I would also like to add that preventing weight gain depends on finding the right meds/levels. I am sure you will be fine.


----------



## joplin1975 (Jul 21, 2011)

Have the surgery.

Most people don't die from thyroid cancer *because they get treatment*. It's those who don't get treatment, mostly, that cause the survival rates to drop below 100%. Papillary cancer, if left untreated, can turn into anaplastic cancer, which is a death sentence.

And, sure, no one like synthetic meds but guess what? Untreated thyroid cancer causes the destruction of the very gland you want to preserve. So even without treatment, eventually you'd need the meds or your body will shut down.

Ask hard questions about RAI. It's being used much more conservatively now and indicates more for people with mets to lymph nodes, tumors that are not well encapsulated, or patients over 40.


----------



## ariabel (Jul 29, 2013)

Thank you for the replies. I am still struggling with the whole thing..and it doesn't help that my mom was rushed to the ER last night with dangerously high blood pressure. She is my only support, and i am hers. The thought of leaving her alone in the hospital while i go have elective surgery seems crazy. Maybe i will just postpone and then have more time to think? I'm sure a month or two will not make much of a difference..will it?

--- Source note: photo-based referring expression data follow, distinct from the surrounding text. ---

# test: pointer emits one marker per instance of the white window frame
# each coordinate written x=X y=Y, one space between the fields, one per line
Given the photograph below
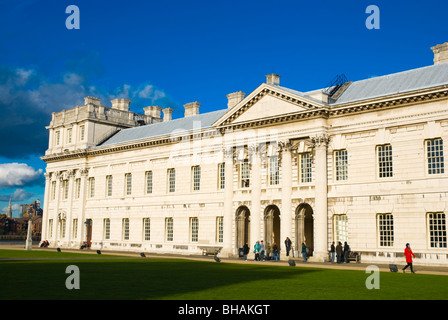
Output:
x=385 y=229
x=340 y=165
x=194 y=229
x=169 y=229
x=196 y=181
x=384 y=154
x=435 y=159
x=125 y=223
x=171 y=180
x=436 y=230
x=305 y=168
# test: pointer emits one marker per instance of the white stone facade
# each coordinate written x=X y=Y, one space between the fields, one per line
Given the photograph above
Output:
x=366 y=167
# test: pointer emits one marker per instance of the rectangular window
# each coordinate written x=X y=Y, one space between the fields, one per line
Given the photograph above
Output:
x=220 y=229
x=385 y=169
x=65 y=189
x=53 y=190
x=171 y=180
x=91 y=187
x=50 y=228
x=109 y=186
x=125 y=229
x=69 y=135
x=245 y=174
x=196 y=178
x=273 y=171
x=341 y=165
x=57 y=138
x=77 y=188
x=221 y=176
x=82 y=130
x=128 y=178
x=63 y=228
x=341 y=228
x=194 y=226
x=148 y=176
x=147 y=229
x=434 y=154
x=437 y=230
x=169 y=229
x=106 y=229
x=305 y=167
x=386 y=230
x=75 y=229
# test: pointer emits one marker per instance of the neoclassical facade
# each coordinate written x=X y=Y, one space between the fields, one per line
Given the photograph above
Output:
x=360 y=161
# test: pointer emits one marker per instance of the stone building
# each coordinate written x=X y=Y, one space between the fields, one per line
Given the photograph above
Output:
x=358 y=161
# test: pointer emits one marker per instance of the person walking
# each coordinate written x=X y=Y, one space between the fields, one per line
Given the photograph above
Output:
x=332 y=251
x=275 y=252
x=262 y=251
x=339 y=252
x=257 y=251
x=346 y=252
x=288 y=246
x=409 y=254
x=245 y=251
x=304 y=251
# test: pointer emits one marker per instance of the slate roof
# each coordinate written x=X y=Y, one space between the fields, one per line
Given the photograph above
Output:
x=201 y=121
x=415 y=79
x=406 y=81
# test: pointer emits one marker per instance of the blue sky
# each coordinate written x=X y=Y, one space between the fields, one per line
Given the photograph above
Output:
x=169 y=53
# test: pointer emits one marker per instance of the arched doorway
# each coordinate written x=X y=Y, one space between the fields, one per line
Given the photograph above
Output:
x=305 y=228
x=242 y=218
x=272 y=225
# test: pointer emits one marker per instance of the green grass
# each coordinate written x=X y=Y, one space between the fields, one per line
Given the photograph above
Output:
x=106 y=278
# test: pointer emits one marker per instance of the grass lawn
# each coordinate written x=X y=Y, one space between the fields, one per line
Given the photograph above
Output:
x=107 y=278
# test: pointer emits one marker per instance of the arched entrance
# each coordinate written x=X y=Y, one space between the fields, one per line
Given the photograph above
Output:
x=272 y=225
x=305 y=228
x=242 y=219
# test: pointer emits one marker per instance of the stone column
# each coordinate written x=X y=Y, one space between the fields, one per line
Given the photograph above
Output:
x=229 y=215
x=286 y=217
x=47 y=197
x=321 y=192
x=255 y=187
x=84 y=173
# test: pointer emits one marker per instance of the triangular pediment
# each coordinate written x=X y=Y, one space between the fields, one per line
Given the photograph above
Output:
x=268 y=106
x=267 y=103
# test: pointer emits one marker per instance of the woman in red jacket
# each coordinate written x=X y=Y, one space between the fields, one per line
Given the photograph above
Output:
x=409 y=254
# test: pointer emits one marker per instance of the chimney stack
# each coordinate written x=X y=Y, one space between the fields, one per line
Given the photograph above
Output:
x=121 y=104
x=192 y=108
x=153 y=111
x=234 y=98
x=167 y=114
x=92 y=101
x=440 y=53
x=273 y=79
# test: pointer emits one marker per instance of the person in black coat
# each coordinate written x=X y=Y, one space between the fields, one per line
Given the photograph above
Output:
x=339 y=252
x=245 y=251
x=288 y=246
x=346 y=252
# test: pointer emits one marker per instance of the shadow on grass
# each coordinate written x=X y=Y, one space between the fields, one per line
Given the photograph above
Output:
x=183 y=279
x=137 y=279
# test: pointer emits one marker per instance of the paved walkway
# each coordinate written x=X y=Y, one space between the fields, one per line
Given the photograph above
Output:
x=298 y=261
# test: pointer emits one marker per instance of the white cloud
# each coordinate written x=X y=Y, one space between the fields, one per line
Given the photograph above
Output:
x=17 y=174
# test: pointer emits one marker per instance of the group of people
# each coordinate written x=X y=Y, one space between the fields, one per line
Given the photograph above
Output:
x=264 y=252
x=341 y=253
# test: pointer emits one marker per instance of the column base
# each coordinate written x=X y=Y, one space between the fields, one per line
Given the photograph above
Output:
x=319 y=257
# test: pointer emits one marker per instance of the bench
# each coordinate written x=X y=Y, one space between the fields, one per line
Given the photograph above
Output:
x=354 y=256
x=210 y=250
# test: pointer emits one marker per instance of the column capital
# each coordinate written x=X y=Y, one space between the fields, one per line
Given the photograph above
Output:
x=228 y=152
x=320 y=139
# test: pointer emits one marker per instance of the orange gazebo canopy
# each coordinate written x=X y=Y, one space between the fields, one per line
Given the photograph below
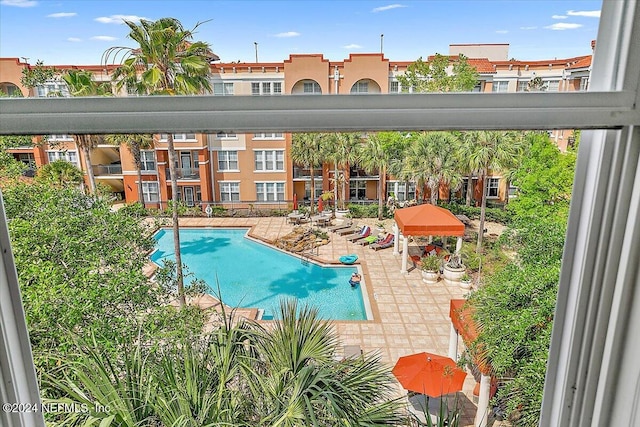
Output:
x=428 y=220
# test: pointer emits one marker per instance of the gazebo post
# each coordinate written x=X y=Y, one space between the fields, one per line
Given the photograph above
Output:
x=396 y=239
x=459 y=245
x=453 y=343
x=482 y=413
x=405 y=254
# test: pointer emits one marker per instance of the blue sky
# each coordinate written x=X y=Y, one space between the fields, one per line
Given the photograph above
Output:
x=78 y=32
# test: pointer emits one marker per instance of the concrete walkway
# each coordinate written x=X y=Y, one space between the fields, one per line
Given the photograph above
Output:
x=409 y=316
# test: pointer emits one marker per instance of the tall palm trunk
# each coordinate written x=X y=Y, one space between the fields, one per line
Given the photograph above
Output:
x=383 y=172
x=469 y=189
x=313 y=190
x=85 y=146
x=483 y=208
x=174 y=218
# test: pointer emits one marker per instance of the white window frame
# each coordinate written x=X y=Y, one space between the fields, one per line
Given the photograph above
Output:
x=500 y=86
x=264 y=189
x=593 y=372
x=268 y=135
x=266 y=88
x=179 y=137
x=263 y=164
x=224 y=162
x=70 y=156
x=222 y=88
x=227 y=188
x=148 y=158
x=151 y=191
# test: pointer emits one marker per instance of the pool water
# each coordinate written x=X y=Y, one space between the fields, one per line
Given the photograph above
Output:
x=251 y=274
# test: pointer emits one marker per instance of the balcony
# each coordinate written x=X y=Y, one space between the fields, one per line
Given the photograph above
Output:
x=102 y=170
x=185 y=173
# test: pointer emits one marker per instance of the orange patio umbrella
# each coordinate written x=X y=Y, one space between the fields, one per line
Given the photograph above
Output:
x=429 y=374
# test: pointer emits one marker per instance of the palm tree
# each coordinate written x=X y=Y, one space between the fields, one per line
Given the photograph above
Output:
x=375 y=158
x=490 y=150
x=135 y=142
x=342 y=150
x=307 y=149
x=432 y=161
x=166 y=62
x=81 y=83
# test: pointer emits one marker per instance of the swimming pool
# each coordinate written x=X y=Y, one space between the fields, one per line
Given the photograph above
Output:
x=251 y=274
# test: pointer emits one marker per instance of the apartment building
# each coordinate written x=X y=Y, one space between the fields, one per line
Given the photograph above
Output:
x=238 y=170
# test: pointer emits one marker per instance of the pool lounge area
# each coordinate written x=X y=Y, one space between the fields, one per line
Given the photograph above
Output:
x=409 y=316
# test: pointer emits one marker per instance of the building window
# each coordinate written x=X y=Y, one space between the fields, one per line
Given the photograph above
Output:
x=223 y=89
x=268 y=136
x=401 y=191
x=269 y=191
x=523 y=85
x=493 y=187
x=227 y=160
x=266 y=88
x=60 y=137
x=311 y=87
x=307 y=189
x=150 y=191
x=357 y=189
x=147 y=160
x=584 y=83
x=69 y=156
x=179 y=137
x=500 y=86
x=53 y=89
x=226 y=135
x=553 y=85
x=361 y=86
x=229 y=191
x=269 y=160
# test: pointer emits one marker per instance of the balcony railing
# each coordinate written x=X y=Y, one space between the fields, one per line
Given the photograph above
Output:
x=99 y=170
x=185 y=173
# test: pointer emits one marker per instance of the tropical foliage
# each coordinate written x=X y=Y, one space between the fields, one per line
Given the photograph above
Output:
x=166 y=61
x=240 y=374
x=515 y=309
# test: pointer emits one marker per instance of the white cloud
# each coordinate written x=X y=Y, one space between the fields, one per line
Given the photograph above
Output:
x=119 y=19
x=563 y=26
x=104 y=38
x=19 y=3
x=288 y=34
x=587 y=13
x=389 y=7
x=62 y=15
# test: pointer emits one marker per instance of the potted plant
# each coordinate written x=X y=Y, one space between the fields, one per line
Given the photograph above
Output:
x=465 y=281
x=453 y=270
x=430 y=268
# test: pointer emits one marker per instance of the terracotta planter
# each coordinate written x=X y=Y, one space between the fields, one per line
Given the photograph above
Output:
x=452 y=275
x=465 y=284
x=430 y=277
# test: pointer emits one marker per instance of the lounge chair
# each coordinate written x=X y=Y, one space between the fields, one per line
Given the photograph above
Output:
x=386 y=243
x=345 y=224
x=369 y=240
x=350 y=230
x=366 y=232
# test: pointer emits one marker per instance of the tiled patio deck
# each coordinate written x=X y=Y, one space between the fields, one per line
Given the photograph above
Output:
x=410 y=316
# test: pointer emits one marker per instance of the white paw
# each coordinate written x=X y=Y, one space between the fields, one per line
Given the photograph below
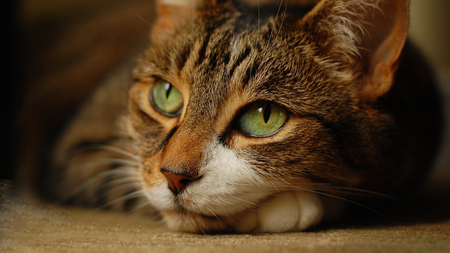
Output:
x=283 y=212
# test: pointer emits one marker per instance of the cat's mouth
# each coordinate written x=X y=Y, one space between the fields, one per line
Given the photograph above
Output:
x=280 y=212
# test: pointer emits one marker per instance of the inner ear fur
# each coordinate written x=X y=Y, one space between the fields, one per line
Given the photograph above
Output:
x=371 y=31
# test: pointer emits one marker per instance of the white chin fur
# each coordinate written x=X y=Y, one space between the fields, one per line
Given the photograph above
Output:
x=232 y=196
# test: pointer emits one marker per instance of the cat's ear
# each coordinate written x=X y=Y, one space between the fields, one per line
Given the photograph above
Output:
x=373 y=31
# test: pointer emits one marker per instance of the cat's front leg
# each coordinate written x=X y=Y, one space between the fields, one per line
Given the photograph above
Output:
x=283 y=212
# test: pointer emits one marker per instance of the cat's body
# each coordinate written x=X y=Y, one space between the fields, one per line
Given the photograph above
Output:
x=344 y=114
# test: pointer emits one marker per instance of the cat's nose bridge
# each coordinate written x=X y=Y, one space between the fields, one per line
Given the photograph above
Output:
x=177 y=181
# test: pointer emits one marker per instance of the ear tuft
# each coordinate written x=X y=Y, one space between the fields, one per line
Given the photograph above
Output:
x=371 y=31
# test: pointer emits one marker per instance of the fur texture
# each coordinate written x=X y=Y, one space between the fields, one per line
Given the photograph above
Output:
x=360 y=118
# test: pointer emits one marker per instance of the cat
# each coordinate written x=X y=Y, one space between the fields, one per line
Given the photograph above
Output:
x=254 y=116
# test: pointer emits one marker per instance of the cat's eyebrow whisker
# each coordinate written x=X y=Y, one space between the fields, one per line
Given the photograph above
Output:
x=118 y=150
x=212 y=212
x=243 y=200
x=276 y=36
x=99 y=147
x=103 y=162
x=134 y=194
x=97 y=177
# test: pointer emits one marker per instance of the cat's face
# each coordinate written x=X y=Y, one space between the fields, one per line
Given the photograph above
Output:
x=232 y=106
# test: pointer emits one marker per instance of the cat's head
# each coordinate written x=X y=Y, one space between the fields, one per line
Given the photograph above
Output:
x=236 y=101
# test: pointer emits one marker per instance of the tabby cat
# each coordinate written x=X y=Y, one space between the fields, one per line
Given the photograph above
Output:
x=252 y=116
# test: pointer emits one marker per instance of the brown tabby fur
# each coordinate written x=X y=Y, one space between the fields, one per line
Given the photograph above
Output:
x=352 y=124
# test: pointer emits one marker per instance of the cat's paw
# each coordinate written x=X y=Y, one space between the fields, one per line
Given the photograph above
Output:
x=283 y=212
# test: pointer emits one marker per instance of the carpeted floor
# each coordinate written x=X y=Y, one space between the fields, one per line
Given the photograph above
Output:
x=27 y=226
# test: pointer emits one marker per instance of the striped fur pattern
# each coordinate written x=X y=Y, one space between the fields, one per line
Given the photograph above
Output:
x=359 y=116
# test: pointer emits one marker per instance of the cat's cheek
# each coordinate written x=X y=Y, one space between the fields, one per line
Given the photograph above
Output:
x=279 y=214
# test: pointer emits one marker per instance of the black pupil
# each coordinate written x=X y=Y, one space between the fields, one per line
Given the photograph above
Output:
x=168 y=89
x=267 y=112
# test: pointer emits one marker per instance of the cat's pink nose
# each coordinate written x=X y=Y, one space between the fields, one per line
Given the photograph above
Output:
x=177 y=182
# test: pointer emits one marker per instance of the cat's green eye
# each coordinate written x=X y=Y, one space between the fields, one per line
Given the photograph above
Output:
x=262 y=118
x=166 y=98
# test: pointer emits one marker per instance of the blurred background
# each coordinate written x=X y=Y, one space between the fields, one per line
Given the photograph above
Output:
x=50 y=41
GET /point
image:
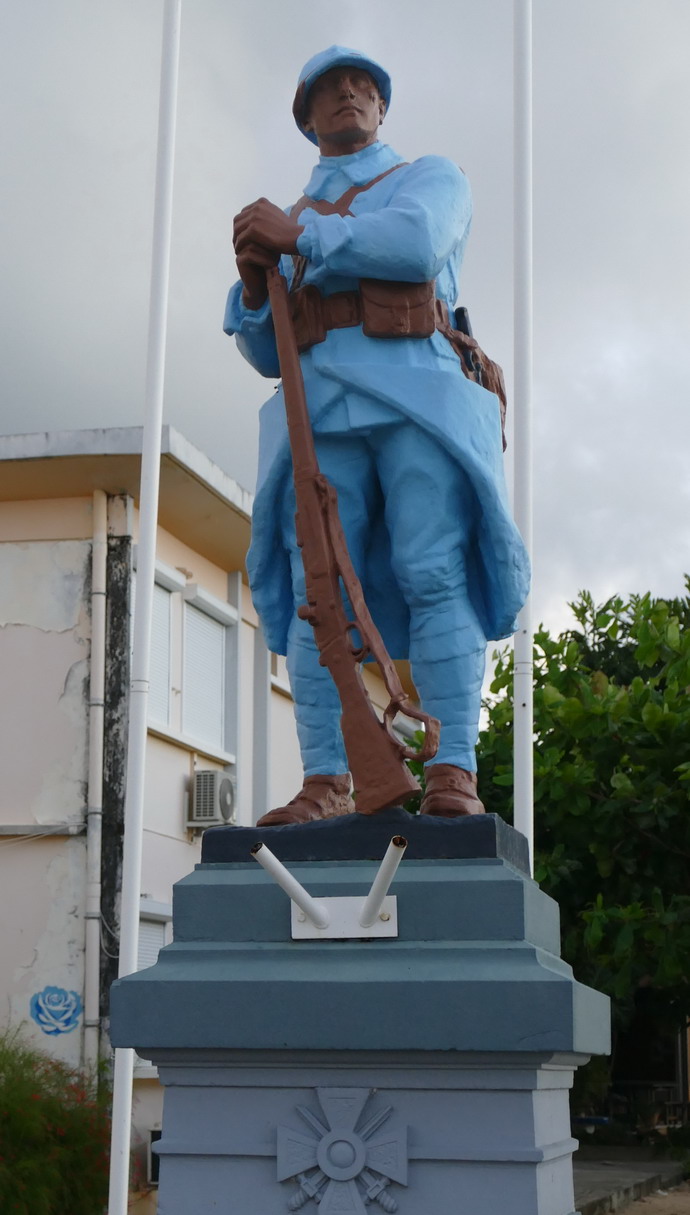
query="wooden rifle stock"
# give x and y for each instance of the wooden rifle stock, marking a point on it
(375, 756)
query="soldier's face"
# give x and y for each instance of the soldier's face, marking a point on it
(345, 109)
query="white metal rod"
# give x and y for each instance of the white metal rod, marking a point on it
(312, 910)
(524, 745)
(95, 809)
(146, 563)
(388, 869)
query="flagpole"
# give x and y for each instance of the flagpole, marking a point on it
(146, 565)
(522, 687)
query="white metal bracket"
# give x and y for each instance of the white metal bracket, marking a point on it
(344, 913)
(339, 917)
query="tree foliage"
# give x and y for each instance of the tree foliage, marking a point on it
(611, 791)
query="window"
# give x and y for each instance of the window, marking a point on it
(203, 678)
(154, 931)
(151, 942)
(193, 693)
(159, 668)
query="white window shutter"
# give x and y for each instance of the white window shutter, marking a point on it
(203, 685)
(151, 941)
(159, 668)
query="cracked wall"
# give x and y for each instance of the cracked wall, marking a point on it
(44, 732)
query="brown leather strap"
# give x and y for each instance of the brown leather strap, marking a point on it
(340, 207)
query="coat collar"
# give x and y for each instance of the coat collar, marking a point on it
(334, 174)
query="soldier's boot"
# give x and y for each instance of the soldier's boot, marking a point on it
(450, 791)
(321, 797)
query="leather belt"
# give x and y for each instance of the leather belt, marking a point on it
(314, 314)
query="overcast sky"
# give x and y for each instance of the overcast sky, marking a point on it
(79, 97)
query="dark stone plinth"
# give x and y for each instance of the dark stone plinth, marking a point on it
(367, 836)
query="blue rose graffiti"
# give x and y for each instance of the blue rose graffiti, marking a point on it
(56, 1011)
(345, 1163)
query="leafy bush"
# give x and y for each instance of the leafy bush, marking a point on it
(54, 1135)
(611, 792)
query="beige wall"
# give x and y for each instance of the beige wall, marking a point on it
(41, 944)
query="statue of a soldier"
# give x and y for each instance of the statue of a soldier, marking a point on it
(403, 430)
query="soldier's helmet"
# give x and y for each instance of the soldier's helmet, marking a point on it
(335, 57)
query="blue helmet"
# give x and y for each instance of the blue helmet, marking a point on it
(334, 57)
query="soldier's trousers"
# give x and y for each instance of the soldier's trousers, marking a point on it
(430, 513)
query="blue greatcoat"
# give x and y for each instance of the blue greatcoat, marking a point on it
(412, 226)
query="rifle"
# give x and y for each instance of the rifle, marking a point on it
(375, 756)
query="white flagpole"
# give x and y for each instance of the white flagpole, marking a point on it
(522, 759)
(146, 565)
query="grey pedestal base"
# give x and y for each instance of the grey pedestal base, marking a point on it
(426, 1074)
(259, 1135)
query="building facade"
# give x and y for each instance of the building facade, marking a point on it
(221, 741)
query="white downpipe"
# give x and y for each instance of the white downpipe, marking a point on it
(146, 563)
(95, 791)
(524, 761)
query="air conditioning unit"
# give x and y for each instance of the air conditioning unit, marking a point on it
(213, 798)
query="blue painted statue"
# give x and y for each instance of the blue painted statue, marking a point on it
(411, 442)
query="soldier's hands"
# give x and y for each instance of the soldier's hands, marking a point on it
(264, 224)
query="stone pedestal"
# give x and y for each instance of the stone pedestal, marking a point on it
(426, 1074)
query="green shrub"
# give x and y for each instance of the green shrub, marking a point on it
(54, 1135)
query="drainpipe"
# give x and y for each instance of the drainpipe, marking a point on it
(95, 794)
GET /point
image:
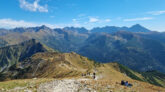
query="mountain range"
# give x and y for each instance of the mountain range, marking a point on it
(135, 47)
(31, 59)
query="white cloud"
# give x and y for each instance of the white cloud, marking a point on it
(107, 20)
(139, 19)
(33, 6)
(93, 20)
(156, 12)
(10, 23)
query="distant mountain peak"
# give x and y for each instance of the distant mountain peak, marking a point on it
(138, 28)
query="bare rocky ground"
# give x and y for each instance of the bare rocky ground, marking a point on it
(66, 85)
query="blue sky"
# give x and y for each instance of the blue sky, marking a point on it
(82, 13)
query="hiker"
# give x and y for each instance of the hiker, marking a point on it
(94, 75)
(122, 82)
(126, 83)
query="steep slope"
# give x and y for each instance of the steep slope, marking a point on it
(141, 51)
(127, 48)
(153, 77)
(71, 65)
(13, 54)
(113, 29)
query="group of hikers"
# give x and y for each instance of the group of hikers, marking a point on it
(125, 83)
(93, 75)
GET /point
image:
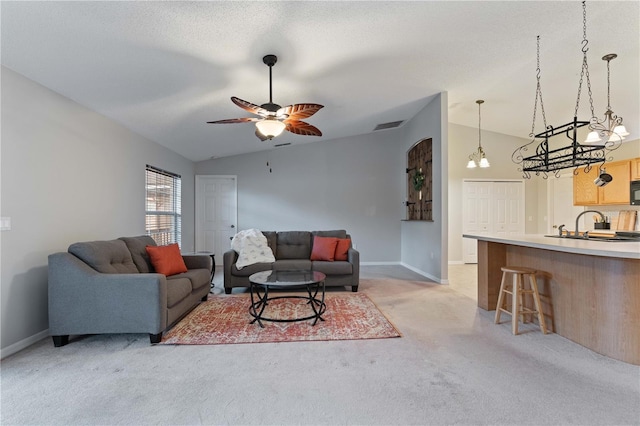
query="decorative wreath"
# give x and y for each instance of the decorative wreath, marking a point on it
(418, 180)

I'm soooo confused about this


----------



## Lovlkn (Dec 20, 2009)

ariabel said:


> Thank you for the replies. I am still struggling with the whole thing..and it doesn't help that my mom was rushed to the ER last night with dangerously high blood pressure. She is my only support, and i am hers. The thought of leaving her alone in the hospital while i go have elective surgery seems crazy. Maybe i will just postpone and then have more time to think? I'm sure a month or two will not make much of a difference..will it?
> 
> I'm soooo confused about this


:hugs: I'm sorry.

You need to address your thyroid cancer - waiting a few months is fine - just be sure to address it once things calm down with your mom.

I'm not sure how being on thyroid replacement with effect your Type 2 diabetes-

Can you share what thyroid lab history you have - thyroid imbalance can affect glucose levels.


----------



## ariabel (Jul 29, 2013)

Everything came back normal:

Creatine 79 normal 20-320
Microalbumin/ creatine ratio 3 normal <30
Tsh 2.42 normal .40 - 4.5
Free T4 1.1 normal .8-1.8
Thyroid peroxidase antibodies 19 normal <35

The only things that came back abnormal were low alkaline phosphatase, MCV and MCH and MPV..


----------



## ariabel (Jul 29, 2013)

Well surgery is done (yesterday afternoon) and all went well. I felt completely fine until about two hours ago.. my entire body hurts. Every muscle feels like its been through an intense workout. WHAT is happening? Is this a normal part of recovery? The nurse has no idea why I hurt so much and that is not comforting me at all. Has anyone else heard of this happening?


----------



## joplin1975 (Jul 21, 2011)

It's the hormonal upheaval...it causes lots of muscle aches. Try to get up and walk a little...take a hot shower when you can...and know it gets better. 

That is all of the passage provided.